Matka Bartosza G. broni syna podejrzanego o zbrodnię. "To dobry dzieciak"
To jest dobry dzieciak, który zapracował sobie na dobre oceny, na dobre świadectwa - mówi matka Bartosza G. podejrzanego o zabójstwo Mai z Mławy. Dodaje, że jej syn miał być "nękany" przez nastolatkę. 17-latek przebywa w Grecji. Tamtejszy sąd ma w najbliższym czasie podjąć decyzję o ekstradycji do Polski. - Nie możemy przejść żałoby, bo z każdej strony jesteśmy przez tę kobietę atakowani i oczerniani - mówi ojciec nastolatki.

- Oni podobno spotkali się w salonie, a tam jest kamera od czterech lat nieczynna i nie wiem, co tam się wydarzyło. Potem widać, jak ona wędruje na czworaka na korytarzu, naga i idzie w kierunku schodów. Może spadła ze schodów, nie wiem - tłumaczyła w rozmowie z dziennikarzem TVN matka 17-letniego Bartosza G. Kobieta zaprzeczyła sugestiom, by Maja uciekała przed jej synem.
Zapytana o to, co wtedy robił jej syn, stwierdziła, że "szedł obok". - Szli w kierunku schodów, gdzie wychodzi się z zakładu. Co się stało na schodach, nie wiem. Mogła spaść ze schodów, a że była na czworaka, to po prostu poleciała po nich przodem. Nie wiem tego, bo tam nie ma kamery - dodała.
Nastolatkowie spotkali się w warsztacie należącym do rodziny G.
Kobieta nie potrafi powiedzieć po co, jednak sugeruje, że być może Maja "chciała go czymś zastraszyć". - Ona nie szła do niego z pozytywnym nastawieniem, skoro mamie powiedziała, że albo się z nim pokłóci, albo wróci - stwierdziła.
Sprawa Mai z Mławy. Matka podejrzanego: Poczekajmy na proces
Matka broni swojego syna, twierdząc, że "to jest dobry dzieciak, który zapracował sobie na dobre oceny, na dobre świadectwa". - Chciał żyć w spokoju, nic więcej, nikomu nie wchodził w drogę - powiedziała. Inaczej uważają znajomi nastolatków, którzy twierdzą, że Bartosz był agresywny, dokuczał innym, a także bił kolegów.
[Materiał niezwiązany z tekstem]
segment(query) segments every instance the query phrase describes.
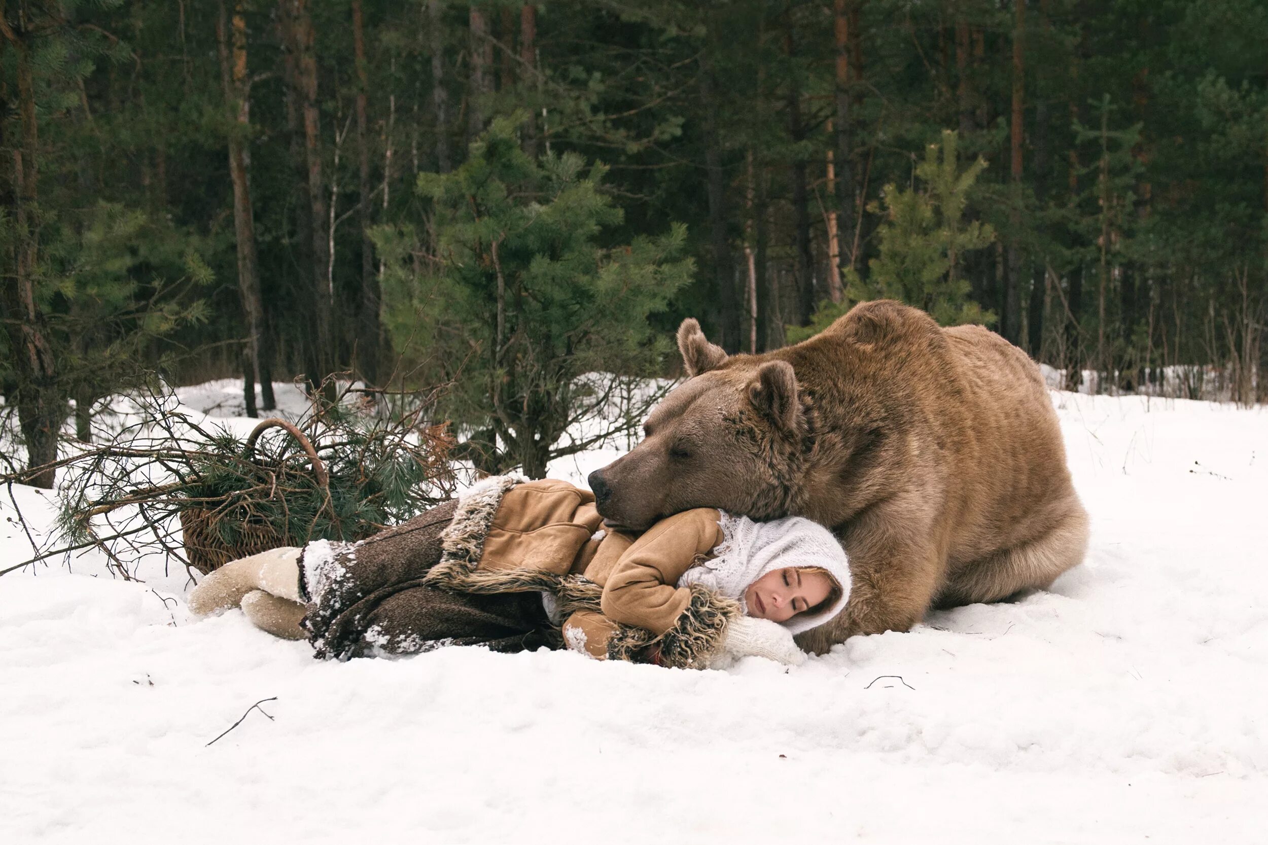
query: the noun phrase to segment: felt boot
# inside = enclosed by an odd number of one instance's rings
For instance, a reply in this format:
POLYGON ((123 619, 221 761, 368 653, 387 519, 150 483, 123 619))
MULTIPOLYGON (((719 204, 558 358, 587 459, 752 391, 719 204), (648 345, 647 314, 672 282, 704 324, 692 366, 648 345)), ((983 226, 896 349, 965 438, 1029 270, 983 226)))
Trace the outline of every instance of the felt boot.
POLYGON ((228 610, 242 604, 242 596, 252 590, 299 601, 299 552, 292 546, 283 546, 230 561, 193 589, 189 609, 200 617, 228 610))
POLYGON ((242 613, 259 628, 283 639, 303 639, 308 634, 299 627, 308 608, 298 601, 279 599, 264 590, 242 596, 242 613))

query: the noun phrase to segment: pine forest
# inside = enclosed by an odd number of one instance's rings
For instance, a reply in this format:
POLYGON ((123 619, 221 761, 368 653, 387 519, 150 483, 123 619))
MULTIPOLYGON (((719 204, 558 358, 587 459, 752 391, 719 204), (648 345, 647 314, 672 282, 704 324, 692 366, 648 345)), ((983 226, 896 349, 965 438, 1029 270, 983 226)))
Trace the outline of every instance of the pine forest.
POLYGON ((18 463, 151 373, 251 416, 344 374, 540 475, 682 318, 762 351, 881 297, 1268 400, 1263 0, 0 5, 18 463))

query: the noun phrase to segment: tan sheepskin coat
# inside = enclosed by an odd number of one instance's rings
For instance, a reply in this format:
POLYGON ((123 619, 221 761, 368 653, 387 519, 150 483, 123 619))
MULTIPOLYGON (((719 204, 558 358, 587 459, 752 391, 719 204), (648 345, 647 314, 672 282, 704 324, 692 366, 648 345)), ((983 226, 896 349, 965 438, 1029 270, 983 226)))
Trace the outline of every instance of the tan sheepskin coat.
POLYGON ((554 596, 568 647, 592 657, 702 666, 739 604, 676 586, 721 542, 720 514, 697 508, 639 537, 602 530, 588 490, 564 481, 492 478, 462 497, 424 579, 465 593, 554 596))

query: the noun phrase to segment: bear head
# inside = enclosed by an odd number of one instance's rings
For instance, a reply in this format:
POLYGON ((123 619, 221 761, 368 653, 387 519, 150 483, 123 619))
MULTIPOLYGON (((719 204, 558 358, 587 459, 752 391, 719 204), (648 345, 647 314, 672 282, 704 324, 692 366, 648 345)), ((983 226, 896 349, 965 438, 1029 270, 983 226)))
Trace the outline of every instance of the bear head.
POLYGON ((678 349, 687 381, 648 415, 642 443, 590 475, 598 513, 630 530, 691 508, 786 515, 808 436, 792 365, 728 357, 695 320, 678 349))

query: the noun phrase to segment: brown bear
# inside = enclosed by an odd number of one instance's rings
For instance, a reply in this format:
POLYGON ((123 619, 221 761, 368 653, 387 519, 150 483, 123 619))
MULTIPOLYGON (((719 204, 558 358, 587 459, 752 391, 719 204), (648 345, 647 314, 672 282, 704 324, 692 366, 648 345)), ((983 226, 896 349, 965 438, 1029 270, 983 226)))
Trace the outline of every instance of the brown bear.
POLYGON ((1083 560, 1088 518, 1047 388, 999 335, 876 301, 761 355, 728 357, 695 320, 678 348, 687 381, 590 476, 600 513, 629 529, 690 508, 831 527, 850 604, 803 647, 1042 589, 1083 560))

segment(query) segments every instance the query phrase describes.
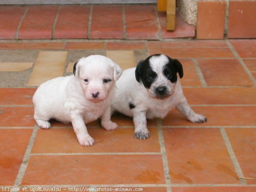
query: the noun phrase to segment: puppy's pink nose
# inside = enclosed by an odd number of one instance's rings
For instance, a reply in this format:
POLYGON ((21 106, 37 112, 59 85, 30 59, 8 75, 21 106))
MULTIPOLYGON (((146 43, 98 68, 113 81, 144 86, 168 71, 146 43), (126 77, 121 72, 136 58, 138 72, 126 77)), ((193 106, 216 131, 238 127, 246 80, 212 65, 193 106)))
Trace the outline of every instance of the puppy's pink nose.
POLYGON ((98 97, 98 96, 99 96, 99 92, 97 92, 97 93, 92 93, 92 95, 93 96, 93 97, 94 99, 96 98, 97 97, 98 97))

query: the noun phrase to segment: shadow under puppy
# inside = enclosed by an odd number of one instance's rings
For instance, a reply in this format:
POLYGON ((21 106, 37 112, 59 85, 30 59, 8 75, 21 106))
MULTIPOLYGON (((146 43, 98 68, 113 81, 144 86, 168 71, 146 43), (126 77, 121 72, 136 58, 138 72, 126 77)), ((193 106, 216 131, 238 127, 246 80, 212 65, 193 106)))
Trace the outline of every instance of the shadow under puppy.
POLYGON ((192 122, 206 122, 205 117, 195 113, 188 104, 180 81, 183 76, 178 60, 163 54, 150 56, 136 68, 124 71, 116 82, 111 112, 133 117, 134 137, 140 139, 150 137, 146 119, 163 118, 173 108, 192 122))
POLYGON ((101 125, 112 130, 117 125, 111 121, 110 105, 121 76, 120 67, 111 59, 94 55, 81 58, 74 65, 74 75, 60 77, 41 84, 33 97, 34 117, 41 128, 50 127, 54 119, 71 122, 81 145, 92 145, 85 124, 101 117, 101 125))

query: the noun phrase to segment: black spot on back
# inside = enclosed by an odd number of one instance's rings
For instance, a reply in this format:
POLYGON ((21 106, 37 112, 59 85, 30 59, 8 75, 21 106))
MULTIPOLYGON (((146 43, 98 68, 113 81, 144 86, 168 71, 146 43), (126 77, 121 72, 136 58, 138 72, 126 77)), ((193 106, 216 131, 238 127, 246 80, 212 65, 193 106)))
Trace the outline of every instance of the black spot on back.
POLYGON ((129 103, 129 108, 130 109, 134 109, 135 108, 135 105, 133 103, 130 102, 129 103))

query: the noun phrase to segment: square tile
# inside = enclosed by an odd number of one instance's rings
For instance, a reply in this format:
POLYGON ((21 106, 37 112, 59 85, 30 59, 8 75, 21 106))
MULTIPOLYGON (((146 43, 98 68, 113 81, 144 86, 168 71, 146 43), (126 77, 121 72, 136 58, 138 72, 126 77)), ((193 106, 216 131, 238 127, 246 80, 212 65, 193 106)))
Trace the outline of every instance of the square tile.
POLYGON ((34 127, 34 108, 0 107, 0 126, 34 127))
POLYGON ((254 113, 256 107, 192 107, 196 113, 204 115, 207 122, 193 123, 177 109, 173 109, 163 119, 164 126, 256 126, 254 113))
POLYGON ((166 55, 175 58, 234 58, 231 51, 227 47, 149 47, 149 54, 166 55))
POLYGON ((16 38, 17 28, 26 8, 21 6, 0 6, 0 39, 16 38))
POLYGON ((40 52, 28 85, 39 85, 52 79, 63 76, 67 53, 66 51, 40 52))
POLYGON ((103 49, 103 42, 68 42, 65 49, 103 49))
POLYGON ((93 39, 122 39, 122 6, 94 5, 90 37, 93 39))
POLYGON ((209 186, 172 187, 172 192, 252 192, 256 186, 209 186))
POLYGON ((30 157, 21 184, 164 183, 161 155, 36 155, 30 157))
POLYGON ((51 39, 59 6, 30 6, 19 31, 21 39, 51 39))
POLYGON ((61 6, 55 25, 54 38, 87 38, 89 12, 90 6, 61 6))
POLYGON ((243 61, 250 71, 256 72, 256 59, 244 59, 243 61))
POLYGON ((196 40, 174 41, 148 41, 148 47, 163 48, 172 47, 228 47, 225 41, 221 40, 196 40))
POLYGON ((23 71, 32 65, 33 63, 0 63, 0 71, 23 71))
POLYGON ((14 184, 32 131, 32 129, 0 129, 0 185, 14 184))
POLYGON ((198 59, 209 86, 252 86, 253 84, 237 60, 198 59))
POLYGON ((70 63, 68 64, 68 65, 66 70, 66 72, 73 73, 73 69, 74 67, 74 64, 75 63, 70 63))
POLYGON ((63 43, 54 42, 19 42, 0 43, 1 49, 61 49, 63 43))
POLYGON ((225 129, 244 176, 254 179, 246 183, 256 184, 256 128, 225 129))
POLYGON ((145 49, 144 41, 108 42, 107 49, 145 49))
POLYGON ((190 105, 255 105, 256 87, 183 88, 190 105))
POLYGON ((89 128, 94 140, 93 147, 81 146, 73 128, 38 130, 32 152, 68 153, 99 152, 160 152, 157 129, 150 128, 150 137, 145 140, 134 138, 133 128, 119 128, 108 131, 103 128, 89 128), (63 141, 65 141, 64 142, 63 141), (45 145, 47 143, 47 145, 45 145))
POLYGON ((184 76, 180 79, 183 86, 201 86, 193 61, 189 59, 180 59, 183 68, 184 76))
POLYGON ((0 105, 33 105, 35 88, 0 88, 0 105))
POLYGON ((126 5, 125 12, 127 39, 158 39, 154 6, 126 5))
POLYGON ((198 2, 198 39, 224 38, 225 8, 224 1, 198 2))
POLYGON ((256 58, 256 39, 229 41, 241 58, 256 58))
POLYGON ((256 38, 256 2, 230 1, 229 3, 229 38, 256 38))
POLYGON ((166 128, 163 133, 172 183, 240 183, 218 129, 166 128))
POLYGON ((106 56, 120 65, 123 70, 136 67, 134 53, 133 50, 107 50, 106 56))

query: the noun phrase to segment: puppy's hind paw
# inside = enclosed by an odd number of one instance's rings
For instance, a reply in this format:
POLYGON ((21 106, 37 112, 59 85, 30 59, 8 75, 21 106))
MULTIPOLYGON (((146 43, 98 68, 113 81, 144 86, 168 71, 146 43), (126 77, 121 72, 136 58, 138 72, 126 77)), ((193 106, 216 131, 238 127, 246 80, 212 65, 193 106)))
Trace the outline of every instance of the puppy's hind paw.
POLYGON ((42 129, 49 129, 51 127, 51 124, 49 121, 44 121, 44 120, 37 120, 36 123, 40 128, 42 129))
POLYGON ((113 130, 114 129, 116 129, 118 127, 116 123, 112 121, 102 122, 102 125, 105 129, 108 131, 113 130))
POLYGON ((134 137, 140 140, 145 140, 149 138, 150 133, 147 129, 145 130, 140 130, 134 132, 134 137))
POLYGON ((94 140, 90 135, 77 137, 79 143, 82 146, 93 146, 94 144, 94 140))
POLYGON ((189 119, 194 123, 203 123, 207 121, 207 119, 203 115, 195 113, 189 119))

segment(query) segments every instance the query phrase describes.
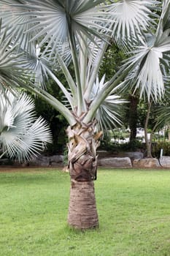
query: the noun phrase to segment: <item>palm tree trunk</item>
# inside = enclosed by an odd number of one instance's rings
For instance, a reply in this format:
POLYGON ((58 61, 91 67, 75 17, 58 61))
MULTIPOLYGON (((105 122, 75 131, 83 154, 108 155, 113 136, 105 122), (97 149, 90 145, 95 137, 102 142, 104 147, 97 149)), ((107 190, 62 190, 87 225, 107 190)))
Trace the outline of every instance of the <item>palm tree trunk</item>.
POLYGON ((148 122, 150 119, 150 109, 152 106, 152 102, 148 102, 148 106, 147 106, 147 117, 145 119, 145 123, 144 123, 144 139, 145 139, 145 143, 146 143, 146 147, 147 147, 147 157, 148 158, 152 158, 152 152, 151 152, 151 146, 152 146, 152 141, 150 138, 150 139, 148 138, 148 133, 147 133, 147 127, 148 127, 148 122))
POLYGON ((81 230, 98 226, 93 181, 72 179, 68 223, 81 230))
POLYGON ((96 179, 96 148, 101 132, 95 134, 95 123, 69 127, 68 162, 71 176, 68 224, 77 229, 98 227, 94 183, 96 179))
Kobieta nie wierzy, że jej syn mógł dopuścić się zbrodni. - Poczekajmy na proces i zobaczymy, jakie są dowody. Znam swoje dziecko i dla mnie, to jest niezrozumiałe, żeby mój syn mógł się dopuścić morderstwa. Uważam, że mój syn nie byłby do tego zdolny, a jeśli to zrobił, to jestem bardzo ciekawa opinii specjalistów, co mogło być tego przyczyną. I nie wiem, czy dowiemy się prawdy. Po tym jak targnął się na życie, ma problem z pamięcią - stwierdziła.
Matka G. poleciała do Grecji po zatrzymaniu 17-latka. - Tu czujemy się bezpiecznie, zarówno ja, jak i syn. Bartka traktują jak człowieka, a nie jak mordercę, zwyrodnialca - stwierdziła w rozmowie z greckimi mediami.
Sprawa Mai z Mławy. "Nie możemy przejść żałoby"
Rodzina Mai zwraca uwagę, że matka Bartosza G. po wyjściu sprawy na jaw zaczęła publicznie atakować dziewczynę i jej rodzinę. - Dopuściła się komentarzy typu: "Niech gnije w grobie, niech gryzie ziemię" - twierdzi kuzynka zamordowanej 16-latki.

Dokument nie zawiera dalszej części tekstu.